I'd be good with the elimination of guiding on public land, and as as you mentioned, as long as the habitat money is for habitat I'd be good with a true State of Utah Habitat Stamp to.

I was just saying there should be huge fees for guiding on public land as they are taking way more than they are giving back in my opinion and this would be one way to off set that big gap if it were to continue.


----------



## Longgun (Sep 7, 2007)

agreed whole heartedly...


----------



## Mojo1 (Sep 8, 2007)

All out war on Phragmites 

Total ban on all public land guiding

Mandatory waterfowl id course, I for one, am sick of being asked what kind of duck is this all the time by inexperienced hunters. We can set it up similar to the swan course.

A rest area on every WMA, by rest area I mean no intrusion what so ever by hunters.


----------



## Fowlmouth (Oct 4, 2008)

Mandatory waterfowl ID course for conservation officers........I'm sick of arguing with some of these guys on what ducks I have bagged. True story folks......


----------



## TEX-O-BOB (Sep 12, 2007)

> I'd be good with the elimination of guiding on public land


What! What the hell does that hurt? What's next? Tell Doyal Moss he cant step foot on the Henries? Tell the Tines Up guys they can't go near the Pahvant... Besides, how many full time waterfowl guides ARE there? I only know of ONE that's worth his salt and he's given back PLENTY. We're nit picking at one tiny little facet of a HUGE problem. I don't think guides on WMA's is even an issue. Lets stick to what really matters. Phrag control, rest areas, and lots more H2O.


----------



## Mojo1 (Sep 8, 2007)

TEX-O-BOB said:


> > I'd be good with the elimination of guiding on public land
> 
> 
> What! What the hell does that hurt? What's next?

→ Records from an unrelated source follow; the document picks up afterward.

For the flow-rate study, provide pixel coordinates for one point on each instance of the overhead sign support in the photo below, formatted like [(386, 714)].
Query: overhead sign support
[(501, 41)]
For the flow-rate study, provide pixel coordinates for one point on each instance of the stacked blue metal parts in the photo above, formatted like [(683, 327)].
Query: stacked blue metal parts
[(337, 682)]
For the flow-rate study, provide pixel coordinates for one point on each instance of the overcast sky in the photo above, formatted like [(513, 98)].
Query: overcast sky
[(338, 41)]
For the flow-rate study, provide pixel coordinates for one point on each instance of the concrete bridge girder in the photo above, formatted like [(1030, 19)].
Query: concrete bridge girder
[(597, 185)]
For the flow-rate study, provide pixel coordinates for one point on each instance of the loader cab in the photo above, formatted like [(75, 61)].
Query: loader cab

Tell Doyal Moss he cant step foot on the Henries? Tell the Tines Up guys they can't go near the Pahvant... Besides, how many full time waterfowl guides ARE there? I only know of ONE that's worth his salt and he's given back PLENTY. We're nit picking at one tiny little facet of a HUGE problem. I don't think guides on WMA's is even an issue. Lets stick to what really matters. Phrag control, rest areas, and lots more H2O.

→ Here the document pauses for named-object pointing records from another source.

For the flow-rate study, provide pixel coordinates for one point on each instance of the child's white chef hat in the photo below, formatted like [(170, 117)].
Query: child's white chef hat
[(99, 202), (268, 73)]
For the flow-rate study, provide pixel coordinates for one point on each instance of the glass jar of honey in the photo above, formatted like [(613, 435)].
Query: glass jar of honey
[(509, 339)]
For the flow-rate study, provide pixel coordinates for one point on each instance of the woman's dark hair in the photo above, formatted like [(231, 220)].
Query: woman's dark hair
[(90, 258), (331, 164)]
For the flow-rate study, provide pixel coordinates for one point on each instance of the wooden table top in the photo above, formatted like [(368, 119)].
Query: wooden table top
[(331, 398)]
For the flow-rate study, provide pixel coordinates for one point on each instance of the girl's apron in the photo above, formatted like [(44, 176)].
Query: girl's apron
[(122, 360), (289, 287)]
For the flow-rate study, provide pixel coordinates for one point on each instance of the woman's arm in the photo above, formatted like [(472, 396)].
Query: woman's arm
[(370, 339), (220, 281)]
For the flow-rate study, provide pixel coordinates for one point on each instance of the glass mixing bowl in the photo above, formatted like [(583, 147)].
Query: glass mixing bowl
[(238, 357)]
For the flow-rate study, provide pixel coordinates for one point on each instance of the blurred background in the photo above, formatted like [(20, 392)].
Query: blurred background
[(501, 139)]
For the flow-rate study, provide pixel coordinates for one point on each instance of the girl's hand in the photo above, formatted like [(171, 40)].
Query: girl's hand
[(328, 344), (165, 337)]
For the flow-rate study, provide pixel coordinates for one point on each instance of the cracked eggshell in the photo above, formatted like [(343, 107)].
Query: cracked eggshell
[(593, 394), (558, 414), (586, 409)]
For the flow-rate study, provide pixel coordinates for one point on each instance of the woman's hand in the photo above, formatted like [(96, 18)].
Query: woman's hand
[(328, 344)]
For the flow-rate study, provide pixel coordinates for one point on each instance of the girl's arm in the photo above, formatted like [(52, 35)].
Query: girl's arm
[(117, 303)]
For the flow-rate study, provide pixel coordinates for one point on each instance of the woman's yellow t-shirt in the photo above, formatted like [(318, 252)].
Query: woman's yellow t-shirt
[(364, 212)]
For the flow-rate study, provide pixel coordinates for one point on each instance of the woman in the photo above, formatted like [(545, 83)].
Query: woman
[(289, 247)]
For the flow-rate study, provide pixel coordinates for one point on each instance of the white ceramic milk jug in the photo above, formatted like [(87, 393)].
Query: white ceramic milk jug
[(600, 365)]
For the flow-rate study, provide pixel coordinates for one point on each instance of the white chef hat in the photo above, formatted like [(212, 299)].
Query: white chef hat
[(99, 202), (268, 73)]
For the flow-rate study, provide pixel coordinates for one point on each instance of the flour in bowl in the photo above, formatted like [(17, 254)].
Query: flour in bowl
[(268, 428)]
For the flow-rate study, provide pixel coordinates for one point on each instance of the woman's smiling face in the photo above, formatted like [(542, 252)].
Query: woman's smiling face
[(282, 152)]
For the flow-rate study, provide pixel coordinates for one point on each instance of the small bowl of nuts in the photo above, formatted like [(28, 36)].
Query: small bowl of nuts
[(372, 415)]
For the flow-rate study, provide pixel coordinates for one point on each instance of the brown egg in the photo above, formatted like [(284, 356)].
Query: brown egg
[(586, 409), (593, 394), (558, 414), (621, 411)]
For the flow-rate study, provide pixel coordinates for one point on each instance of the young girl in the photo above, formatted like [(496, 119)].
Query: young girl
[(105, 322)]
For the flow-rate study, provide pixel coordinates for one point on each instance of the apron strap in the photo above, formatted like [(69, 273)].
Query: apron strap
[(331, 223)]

One is too many with all the overcrowding everyone complains about, and yes when I say ban them, I mean all, big game guides included! Its time to take the public land back!


----------



## Cody Freeman (Aug 30, 2011)

No new regulations or fees...we have enough of those already. How about putting up donation boxes that 100 percent of donations go toward phrag removal. You can have donation boxes at all the entrances to the WMA information centers and have signs that explain what phrag is and what it is doing to our marshes. The signs need to educate everyone on what we can do to prevent it from spreading, whether you use an air boat, a mud motor, or if your are a paddler or a foot soldier. Lets get our marshes back to what they used to be, then there will be plenty of room for everyone. I don't think we should regulate a certain group of individuals because of their means of transportation to where they hunt. If we need rest areas, then they need to be rest areas to all hunters, not just to those who use mud boats. If you turn my honey hole into a motorless spot, I will still be there three days a week if I have to hike, swim, or paddle to get there...And everyone i know with mud boats feels the same way. We are not just going to stay home if we cant take our mud boats out.


----------



## shaun larsen (Aug 5, 2011)

Fowlmouth said:


> Mandatory waterfowl ID course for conservation officers........I'm sick of arguing with some of these guys on what ducks I have bagged. True story folks......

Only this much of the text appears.